Global Voices, an international community of bloggers, reported this week that the top box office movie “Think Like a Man” won’t open in French theaters “due to a lack of diversity.” The news was reported on by many French and American bloggers as well as on social networks, but nothing has been said by the French official press yet.

With the success of Tim Story’s romantic movie in the United States heard about overseas, some French people couldn’t wait to see it on the big screen.

Belinda Yem, a French student in Paris who spoke with the Amsterdam News, said she was “shocked” when she learned the news. “When I first saw the trailer…I couldn’t wait to see it on big screens, but unfortunately it seems that it won’t happen in France,” she said.

She added, “Some of the French news declared that the movie doesn’t reflect the whole society because the cast is not diverse. When Black people are presented as independent and successful people, it seems to be a serious problem. But when it comes to present us with all the usual types of stigmatization, it seems normal.”

On Wednesday, May 23, newsone.com reported that an executive inside Sony’s publicity department, who wished to remain anonymous, declared, “The movie was never planned for release in France.”

However, AmNews staff found out that the movie was initially scheduled to debut in France on May 30, but searching on French theaters’ websites shows no evidence of any future showings.

If this movie is cancelled, it won’t be the first time such a thing occurs in France. Cedric Ido is a rising French actor and director in France as well as in the United States and Africa. A few years ago, his talent was detected by Spike Lee and he was cast in “Miracle at St.
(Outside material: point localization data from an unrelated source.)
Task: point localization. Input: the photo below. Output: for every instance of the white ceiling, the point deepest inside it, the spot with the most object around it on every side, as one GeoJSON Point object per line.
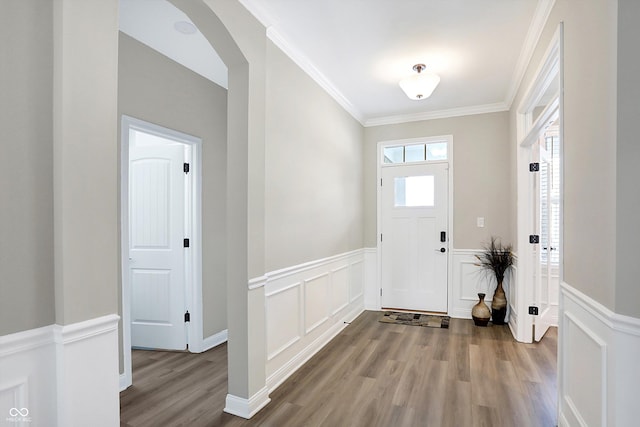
{"type": "Point", "coordinates": [152, 22]}
{"type": "Point", "coordinates": [359, 50]}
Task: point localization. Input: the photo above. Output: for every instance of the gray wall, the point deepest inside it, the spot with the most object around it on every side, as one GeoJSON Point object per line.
{"type": "Point", "coordinates": [628, 157]}
{"type": "Point", "coordinates": [313, 172]}
{"type": "Point", "coordinates": [26, 166]}
{"type": "Point", "coordinates": [481, 181]}
{"type": "Point", "coordinates": [590, 143]}
{"type": "Point", "coordinates": [153, 88]}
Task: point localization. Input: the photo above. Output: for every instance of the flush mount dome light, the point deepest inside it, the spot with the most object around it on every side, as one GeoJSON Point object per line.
{"type": "Point", "coordinates": [421, 85]}
{"type": "Point", "coordinates": [185, 27]}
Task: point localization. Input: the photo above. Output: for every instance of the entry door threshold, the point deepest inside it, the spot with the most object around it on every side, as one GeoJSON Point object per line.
{"type": "Point", "coordinates": [404, 310]}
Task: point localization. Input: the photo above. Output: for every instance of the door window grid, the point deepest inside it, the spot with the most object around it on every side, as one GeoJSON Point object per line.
{"type": "Point", "coordinates": [411, 153]}
{"type": "Point", "coordinates": [550, 202]}
{"type": "Point", "coordinates": [414, 191]}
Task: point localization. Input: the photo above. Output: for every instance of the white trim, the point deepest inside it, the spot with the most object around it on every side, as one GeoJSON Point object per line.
{"type": "Point", "coordinates": [450, 174]}
{"type": "Point", "coordinates": [590, 333]}
{"type": "Point", "coordinates": [247, 408]}
{"type": "Point", "coordinates": [68, 334]}
{"type": "Point", "coordinates": [308, 67]}
{"type": "Point", "coordinates": [618, 339]}
{"type": "Point", "coordinates": [257, 282]}
{"type": "Point", "coordinates": [286, 301]}
{"type": "Point", "coordinates": [539, 20]}
{"type": "Point", "coordinates": [289, 271]}
{"type": "Point", "coordinates": [439, 114]}
{"type": "Point", "coordinates": [617, 322]}
{"type": "Point", "coordinates": [61, 371]}
{"type": "Point", "coordinates": [21, 342]}
{"type": "Point", "coordinates": [550, 66]}
{"type": "Point", "coordinates": [193, 217]}
{"type": "Point", "coordinates": [285, 371]}
{"type": "Point", "coordinates": [540, 17]}
{"type": "Point", "coordinates": [215, 340]}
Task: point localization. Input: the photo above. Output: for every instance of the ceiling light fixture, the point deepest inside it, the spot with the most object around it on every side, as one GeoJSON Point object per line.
{"type": "Point", "coordinates": [421, 85]}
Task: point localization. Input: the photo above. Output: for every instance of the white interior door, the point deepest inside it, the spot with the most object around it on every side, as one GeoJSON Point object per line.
{"type": "Point", "coordinates": [156, 246]}
{"type": "Point", "coordinates": [414, 239]}
{"type": "Point", "coordinates": [547, 288]}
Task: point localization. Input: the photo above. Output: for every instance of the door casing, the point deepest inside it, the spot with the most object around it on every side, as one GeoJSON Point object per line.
{"type": "Point", "coordinates": [193, 220]}
{"type": "Point", "coordinates": [527, 132]}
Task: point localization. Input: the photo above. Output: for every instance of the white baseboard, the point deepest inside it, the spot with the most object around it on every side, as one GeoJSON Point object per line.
{"type": "Point", "coordinates": [63, 375]}
{"type": "Point", "coordinates": [247, 408]}
{"type": "Point", "coordinates": [214, 340]}
{"type": "Point", "coordinates": [597, 362]}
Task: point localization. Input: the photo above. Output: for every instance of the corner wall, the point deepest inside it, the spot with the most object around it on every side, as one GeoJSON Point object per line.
{"type": "Point", "coordinates": [313, 169]}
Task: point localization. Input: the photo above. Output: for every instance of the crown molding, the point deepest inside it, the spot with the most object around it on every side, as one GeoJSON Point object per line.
{"type": "Point", "coordinates": [308, 67]}
{"type": "Point", "coordinates": [258, 11]}
{"type": "Point", "coordinates": [541, 14]}
{"type": "Point", "coordinates": [439, 114]}
{"type": "Point", "coordinates": [539, 20]}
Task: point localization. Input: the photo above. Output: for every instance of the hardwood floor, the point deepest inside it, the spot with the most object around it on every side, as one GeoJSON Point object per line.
{"type": "Point", "coordinates": [371, 374]}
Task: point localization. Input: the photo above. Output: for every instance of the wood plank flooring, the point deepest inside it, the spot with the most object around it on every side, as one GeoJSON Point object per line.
{"type": "Point", "coordinates": [371, 374]}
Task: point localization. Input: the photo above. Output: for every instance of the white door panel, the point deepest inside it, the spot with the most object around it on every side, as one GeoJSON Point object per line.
{"type": "Point", "coordinates": [156, 253]}
{"type": "Point", "coordinates": [414, 207]}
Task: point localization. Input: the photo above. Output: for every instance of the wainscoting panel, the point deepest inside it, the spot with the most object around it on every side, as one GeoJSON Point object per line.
{"type": "Point", "coordinates": [306, 306]}
{"type": "Point", "coordinates": [467, 281]}
{"type": "Point", "coordinates": [371, 286]}
{"type": "Point", "coordinates": [316, 302]}
{"type": "Point", "coordinates": [598, 374]}
{"type": "Point", "coordinates": [28, 378]}
{"type": "Point", "coordinates": [356, 281]}
{"type": "Point", "coordinates": [282, 306]}
{"type": "Point", "coordinates": [339, 289]}
{"type": "Point", "coordinates": [61, 375]}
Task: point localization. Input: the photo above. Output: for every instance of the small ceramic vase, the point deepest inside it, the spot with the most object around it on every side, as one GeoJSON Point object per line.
{"type": "Point", "coordinates": [480, 312]}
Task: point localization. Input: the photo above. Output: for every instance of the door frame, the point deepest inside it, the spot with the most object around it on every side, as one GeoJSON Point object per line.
{"type": "Point", "coordinates": [527, 133]}
{"type": "Point", "coordinates": [193, 230]}
{"type": "Point", "coordinates": [429, 139]}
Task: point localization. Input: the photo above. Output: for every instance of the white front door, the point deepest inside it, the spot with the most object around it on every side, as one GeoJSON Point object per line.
{"type": "Point", "coordinates": [156, 246]}
{"type": "Point", "coordinates": [414, 237]}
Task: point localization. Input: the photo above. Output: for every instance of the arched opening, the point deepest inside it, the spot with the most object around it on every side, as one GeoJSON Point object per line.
{"type": "Point", "coordinates": [246, 379]}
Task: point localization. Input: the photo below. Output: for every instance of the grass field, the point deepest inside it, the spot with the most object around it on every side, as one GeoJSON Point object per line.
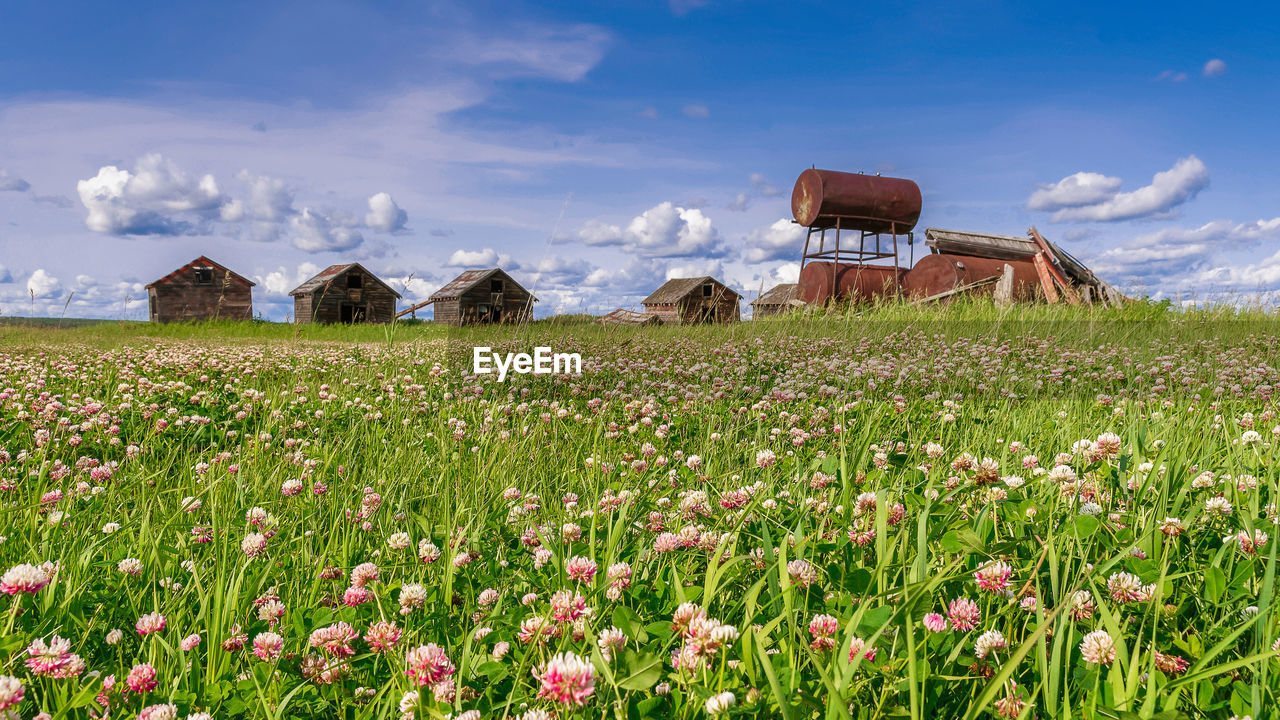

Anna,” which gave tribute to African-American soldiers during World War II.

Ido told to the AmNews, “A few weeks before the opening in the theaters, the same story occurred and the movie couldn’t be shown.”

TF1, one of the leading TV channels in France and a powerful broadcasting system, bought the movie and was responsible for distributing it to theaters, but they didn’t.

“They blocked the movie, pretending that the scenario doesn’t correspond to what they thought it was when they decided to buy it,” explained Ido.

After a long trial, TF1 was ordered to give back $32 million to Lee and the American organization that sponsored his movie.

“On TV, cinema or in media in general, the representation of Black people…is hedged. It doesn’t reflect what the society is really. They want us to identify ourselves with the models that they impose on us. That’s why we can sometimes think that we don’t exist,” declared the young actor.

He also added that as an artist, this could make his task harder because he has no reference in a country that he considers his. “Due to this problem of identification, we don’t have any references and are compelled to find our inspirations abroad. That is why most of Black people are likely to imagine their future overseas.”

A few months earlier, Omar Sy became among the very few French Black actors to win at the Cesars with the movie “Intouchables,” which will be in theaters this week in the United States. Said Ido, “This is a step forward,” even though Sy wasn’t the first French Black actor to win a Cesar–there was Isaach de Bankole in 1987. “The problem of representation shouldn’t be drowned.”